What did you think of the recent deal the EU made with the giants? As an EU citizen I find it concerning, because it might be a slippery slope.
I was suspicious as soon as I saw it runs on Chromium. I can safely assure you, Google is not focusing on privacy features there.
Vivaldi is awesome. Both for desktop and android.
Why do people just don't use something like Firefox or any forks of it. Its the only browser which is truly still Open Source
I use Fennec (for android), maintained by Mozilla and no possible Google-Play shennanigans.
Mull 😏
yeah, it is such a pain 😥. but hardened firefox 😏
The more surprising part of this article is that enough people use Brave to create enough of a dataset to train AI.
I have a feeling that in a future AI society, one trained on Brave data would be considered special needs.
I just switch back to good old firefox.
ITT: Cryptobros and apologists finding new and creative ways to justify the behaviour of a company, the head of which was ousted from his last position because of crude political views, i.e. not granting people basic rights.

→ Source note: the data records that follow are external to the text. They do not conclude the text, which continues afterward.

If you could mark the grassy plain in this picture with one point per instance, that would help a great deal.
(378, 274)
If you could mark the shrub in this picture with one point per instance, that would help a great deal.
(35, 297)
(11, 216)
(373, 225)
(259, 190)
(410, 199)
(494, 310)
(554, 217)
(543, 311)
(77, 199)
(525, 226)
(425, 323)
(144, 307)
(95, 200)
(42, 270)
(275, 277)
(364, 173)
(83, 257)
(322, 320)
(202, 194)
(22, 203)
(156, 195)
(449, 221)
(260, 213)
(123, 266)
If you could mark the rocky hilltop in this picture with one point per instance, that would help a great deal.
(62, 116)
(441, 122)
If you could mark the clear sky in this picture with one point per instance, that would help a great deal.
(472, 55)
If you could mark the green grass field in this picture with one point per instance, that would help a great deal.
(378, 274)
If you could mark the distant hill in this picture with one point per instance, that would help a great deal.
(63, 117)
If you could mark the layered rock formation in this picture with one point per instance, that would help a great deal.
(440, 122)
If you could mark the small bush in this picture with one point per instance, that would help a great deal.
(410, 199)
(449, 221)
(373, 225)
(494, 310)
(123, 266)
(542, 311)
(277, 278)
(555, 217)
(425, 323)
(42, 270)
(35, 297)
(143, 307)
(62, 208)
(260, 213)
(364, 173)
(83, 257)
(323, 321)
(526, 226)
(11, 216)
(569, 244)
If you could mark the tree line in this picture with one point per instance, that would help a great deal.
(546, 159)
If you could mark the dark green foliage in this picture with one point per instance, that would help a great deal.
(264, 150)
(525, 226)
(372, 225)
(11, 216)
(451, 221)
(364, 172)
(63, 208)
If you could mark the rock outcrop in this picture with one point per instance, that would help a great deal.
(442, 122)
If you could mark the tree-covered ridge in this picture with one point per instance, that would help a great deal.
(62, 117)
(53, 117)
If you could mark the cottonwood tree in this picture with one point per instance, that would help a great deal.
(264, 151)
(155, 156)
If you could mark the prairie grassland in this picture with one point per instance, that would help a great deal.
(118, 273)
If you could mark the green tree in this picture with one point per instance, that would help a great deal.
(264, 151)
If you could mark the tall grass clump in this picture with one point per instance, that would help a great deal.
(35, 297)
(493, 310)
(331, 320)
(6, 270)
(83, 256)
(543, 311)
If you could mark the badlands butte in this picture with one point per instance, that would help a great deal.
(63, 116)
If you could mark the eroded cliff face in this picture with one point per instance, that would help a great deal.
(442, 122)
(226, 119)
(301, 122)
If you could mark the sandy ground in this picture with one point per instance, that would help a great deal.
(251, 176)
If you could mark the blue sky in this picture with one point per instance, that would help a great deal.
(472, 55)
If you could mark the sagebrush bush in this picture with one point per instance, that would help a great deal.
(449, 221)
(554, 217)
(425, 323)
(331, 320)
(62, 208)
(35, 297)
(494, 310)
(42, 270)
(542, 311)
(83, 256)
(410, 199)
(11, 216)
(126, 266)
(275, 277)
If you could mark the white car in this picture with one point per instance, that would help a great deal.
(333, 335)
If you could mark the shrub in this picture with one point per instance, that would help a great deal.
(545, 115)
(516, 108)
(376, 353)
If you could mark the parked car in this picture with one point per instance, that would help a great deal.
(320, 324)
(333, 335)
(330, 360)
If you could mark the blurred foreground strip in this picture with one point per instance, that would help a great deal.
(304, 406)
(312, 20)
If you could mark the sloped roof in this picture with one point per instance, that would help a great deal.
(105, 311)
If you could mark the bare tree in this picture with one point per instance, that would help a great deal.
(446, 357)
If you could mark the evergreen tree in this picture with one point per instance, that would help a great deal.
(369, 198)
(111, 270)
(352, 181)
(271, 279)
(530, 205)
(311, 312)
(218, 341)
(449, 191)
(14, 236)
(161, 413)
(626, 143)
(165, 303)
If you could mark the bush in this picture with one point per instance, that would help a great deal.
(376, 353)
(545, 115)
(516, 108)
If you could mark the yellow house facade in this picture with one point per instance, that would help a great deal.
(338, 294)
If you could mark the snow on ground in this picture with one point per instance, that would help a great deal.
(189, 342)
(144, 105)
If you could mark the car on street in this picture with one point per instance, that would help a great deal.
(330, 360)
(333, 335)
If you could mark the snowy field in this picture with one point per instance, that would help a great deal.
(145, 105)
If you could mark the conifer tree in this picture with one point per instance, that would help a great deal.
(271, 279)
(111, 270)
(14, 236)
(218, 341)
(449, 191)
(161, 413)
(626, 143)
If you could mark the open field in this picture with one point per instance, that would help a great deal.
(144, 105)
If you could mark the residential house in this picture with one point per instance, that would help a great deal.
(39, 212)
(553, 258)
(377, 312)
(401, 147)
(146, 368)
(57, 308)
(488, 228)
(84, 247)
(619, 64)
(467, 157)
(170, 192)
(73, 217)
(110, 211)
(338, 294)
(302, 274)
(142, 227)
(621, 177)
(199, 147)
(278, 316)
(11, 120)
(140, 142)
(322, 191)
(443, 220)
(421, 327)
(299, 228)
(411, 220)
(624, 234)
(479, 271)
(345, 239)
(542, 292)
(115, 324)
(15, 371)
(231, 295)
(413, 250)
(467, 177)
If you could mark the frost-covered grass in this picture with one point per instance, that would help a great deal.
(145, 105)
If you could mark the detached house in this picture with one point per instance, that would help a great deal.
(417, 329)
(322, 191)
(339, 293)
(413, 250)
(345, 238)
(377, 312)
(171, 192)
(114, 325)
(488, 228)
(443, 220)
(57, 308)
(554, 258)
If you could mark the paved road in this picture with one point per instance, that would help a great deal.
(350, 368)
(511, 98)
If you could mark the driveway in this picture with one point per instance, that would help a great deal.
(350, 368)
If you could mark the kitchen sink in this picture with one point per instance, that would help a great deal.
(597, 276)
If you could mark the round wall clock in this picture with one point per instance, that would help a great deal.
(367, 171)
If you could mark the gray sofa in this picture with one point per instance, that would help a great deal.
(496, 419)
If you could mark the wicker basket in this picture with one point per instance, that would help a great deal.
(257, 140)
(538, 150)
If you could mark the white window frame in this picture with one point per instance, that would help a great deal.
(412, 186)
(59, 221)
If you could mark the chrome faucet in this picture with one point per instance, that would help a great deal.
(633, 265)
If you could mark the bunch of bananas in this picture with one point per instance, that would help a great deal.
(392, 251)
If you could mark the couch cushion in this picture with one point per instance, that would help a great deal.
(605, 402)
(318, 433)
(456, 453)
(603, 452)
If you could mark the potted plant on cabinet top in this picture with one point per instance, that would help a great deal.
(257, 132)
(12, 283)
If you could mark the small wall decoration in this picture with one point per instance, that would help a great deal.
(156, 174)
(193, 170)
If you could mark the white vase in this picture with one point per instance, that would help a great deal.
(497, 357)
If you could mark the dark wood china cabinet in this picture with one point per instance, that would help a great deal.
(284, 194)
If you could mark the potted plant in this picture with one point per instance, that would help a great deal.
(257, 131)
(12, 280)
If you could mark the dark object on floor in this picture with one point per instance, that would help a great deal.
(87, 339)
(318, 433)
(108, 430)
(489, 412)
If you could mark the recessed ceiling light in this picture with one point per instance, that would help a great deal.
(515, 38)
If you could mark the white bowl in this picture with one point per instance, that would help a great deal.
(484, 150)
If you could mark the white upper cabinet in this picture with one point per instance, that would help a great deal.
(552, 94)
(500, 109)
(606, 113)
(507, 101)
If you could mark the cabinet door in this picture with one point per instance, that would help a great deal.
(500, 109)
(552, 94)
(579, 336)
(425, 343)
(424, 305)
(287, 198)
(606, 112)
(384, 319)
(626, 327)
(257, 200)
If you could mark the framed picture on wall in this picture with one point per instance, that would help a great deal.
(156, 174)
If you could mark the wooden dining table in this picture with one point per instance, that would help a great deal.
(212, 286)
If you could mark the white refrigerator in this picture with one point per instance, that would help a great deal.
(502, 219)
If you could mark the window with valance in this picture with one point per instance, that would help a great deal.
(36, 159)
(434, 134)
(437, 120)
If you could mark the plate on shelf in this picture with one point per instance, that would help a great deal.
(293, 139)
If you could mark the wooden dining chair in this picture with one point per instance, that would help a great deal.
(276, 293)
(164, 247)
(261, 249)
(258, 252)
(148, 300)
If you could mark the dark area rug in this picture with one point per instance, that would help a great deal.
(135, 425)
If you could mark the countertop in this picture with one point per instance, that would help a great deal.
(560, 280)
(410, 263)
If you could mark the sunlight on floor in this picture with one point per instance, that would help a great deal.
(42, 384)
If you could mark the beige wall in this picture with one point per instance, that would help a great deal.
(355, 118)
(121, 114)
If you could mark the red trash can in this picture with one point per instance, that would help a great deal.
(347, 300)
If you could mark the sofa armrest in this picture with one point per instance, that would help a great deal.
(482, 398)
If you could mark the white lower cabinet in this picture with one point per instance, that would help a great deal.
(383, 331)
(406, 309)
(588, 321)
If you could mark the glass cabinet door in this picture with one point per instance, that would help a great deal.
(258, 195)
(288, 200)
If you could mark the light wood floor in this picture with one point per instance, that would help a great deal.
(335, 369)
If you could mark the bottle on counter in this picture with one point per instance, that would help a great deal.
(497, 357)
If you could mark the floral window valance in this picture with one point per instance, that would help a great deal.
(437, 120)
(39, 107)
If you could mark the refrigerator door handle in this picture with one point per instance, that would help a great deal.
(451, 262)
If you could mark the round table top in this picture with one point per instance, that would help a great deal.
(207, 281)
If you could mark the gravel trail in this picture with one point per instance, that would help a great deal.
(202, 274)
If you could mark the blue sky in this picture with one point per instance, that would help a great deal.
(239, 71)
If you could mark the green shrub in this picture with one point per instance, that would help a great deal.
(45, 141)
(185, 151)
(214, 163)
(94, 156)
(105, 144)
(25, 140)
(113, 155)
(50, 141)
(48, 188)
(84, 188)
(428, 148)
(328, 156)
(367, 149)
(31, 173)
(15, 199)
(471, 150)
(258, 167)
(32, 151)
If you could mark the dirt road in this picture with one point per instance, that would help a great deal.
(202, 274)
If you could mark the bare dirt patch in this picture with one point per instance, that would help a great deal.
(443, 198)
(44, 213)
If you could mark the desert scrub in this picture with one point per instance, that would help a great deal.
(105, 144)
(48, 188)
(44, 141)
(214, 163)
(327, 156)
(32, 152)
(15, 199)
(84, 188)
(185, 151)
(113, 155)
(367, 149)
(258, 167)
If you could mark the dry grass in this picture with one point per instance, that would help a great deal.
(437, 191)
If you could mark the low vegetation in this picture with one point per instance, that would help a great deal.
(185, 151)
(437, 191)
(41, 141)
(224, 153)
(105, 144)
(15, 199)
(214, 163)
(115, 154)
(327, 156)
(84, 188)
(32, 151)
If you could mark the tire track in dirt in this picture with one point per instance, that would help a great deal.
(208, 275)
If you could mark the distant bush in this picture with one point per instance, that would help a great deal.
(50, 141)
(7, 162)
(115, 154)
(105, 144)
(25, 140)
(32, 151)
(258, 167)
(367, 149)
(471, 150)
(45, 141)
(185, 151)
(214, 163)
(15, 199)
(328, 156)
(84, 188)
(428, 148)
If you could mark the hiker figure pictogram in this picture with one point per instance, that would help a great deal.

This article is about brave search not the browser.
I am not an expert and I am sincerely asking, but everyone who is recommending Firefox, how do you feel about DuckDuckGo?
DDG is miles ahead of Brave. But the company behind it has a deal with MS to feed them user data. They're transparent about it and the motivation isn't nefarious. But still, it's a thing. Now obviously, FF has deal with google, so I guess it's more of a "pick your poison" situation
Love it except I can't use it because I don't save cookies to keep the "dark setting" enabled and dark reader doesn't automatically invert it, likely due to them breaking some sort of common html/css standards if I had to guess. Wish they would fix it for accessibility. :(
Here ya go, just bookmark this: https://duckduckgo.com/?kae=d
You can change tons of settings via url parameters
https://help.duckduckgo.com/duckduckgo-help-pages/settings/params/
Thanks! Came back to actually add an edit or reply to mention that I found an issue on darkreader issues with a resolution for putting in a custom filter to unlock origin! Worked perfectly.
https://github.com/darkreader/darkreader/issues/11325
Question in the issues that did come up is... Why are they doing this? Only reason as some others mentioned sounds like it would be for tracking purposes which contradicts what their model is about. Seems like there's no winning search engine for privacy, just the least of all evils? Lol. Glad to at least be back to using it for now.
I got a bad feeling about that app when i tried it. Something about it didn't "feel" right. Went crawling right back to firefox after.
This is important information but it really should be compared to google chrome, safari, edge, and Firefox default settings, which are all bad for privacy, and when combined, make up 99% of browsers.
This article is written like everyone already knows how to install and use librewolf.
Probably all browsers spy in some way.